Dieser Text ist der „Anhang“ an die Frage, ob Freiheit Recht oder Pflicht ist (hier könnt ihr das nochmal nachlesen). Ich finde ihn aber zu wichtig, um ihn nur als Zusatz zu einem anderen Gedanken zu veröffentlichen. Deswegen habe ich ihn noch einmal als separaten Eintrag zur Verfügung und zur Diskussion gestellt.

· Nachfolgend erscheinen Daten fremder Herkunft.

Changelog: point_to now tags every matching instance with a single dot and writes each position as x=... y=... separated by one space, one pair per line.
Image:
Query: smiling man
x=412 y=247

Die Frage danach, ob Freiheit Recht oder Pflicht ist, muss für diese Extremsituation noch einmal neu verortet werden: Wir können unsere Pflicht Freiheit auszuüben nicht nur umsetzen, wir müssen es sogar. Und dafür zu streiten, sie immer wieder neu einzufordern auch und gerade gegen Widerstände ist meiner Auffassung nach aktuell Teil dieser Pflicht. Zusätzlich legen die Demonstrationen Augenmerk auf einen Fakt, der im Freiheitsdiskurs nicht fehlen darf und den ich ebenso unterschlagen hätte, weil er bei mir auch oft von meinem Privilegien-umrahmten blinden Fleck überlagert wird:
Freiheit ist nicht gleich verteilt.
Ob wir unser Grundrecht ausüben dürfen, ob wir guten Gewissens und geschützt von Recht und Gesetz dafür kämpfen (können) und wie unserer Forderung nach Freiheit begegnet wird, hängt davon ab, wer wir sind, welches Geschlecht wir haben oder welche Hautfarbe und davon, welcher soziale Status uns anerkannt wird. In meiner Wortwahl liegt hier die Crux: Ich habe „anerkannt“ geschrieben. Nicht welchen Status wir haben oder einnehmen. Denn die Freiheit, darüber zu entscheiden, wie man uns und unsere Handlungen wahrnimmt, haben wir nicht. Aber wir können entscheiden, welchen Status und welches Recht auf individuelle Freiheit wir anderen Menschen zugestehen. Und diese Aufgabe haben vor allem wir: Weiße, Privilegierte, Gebildete.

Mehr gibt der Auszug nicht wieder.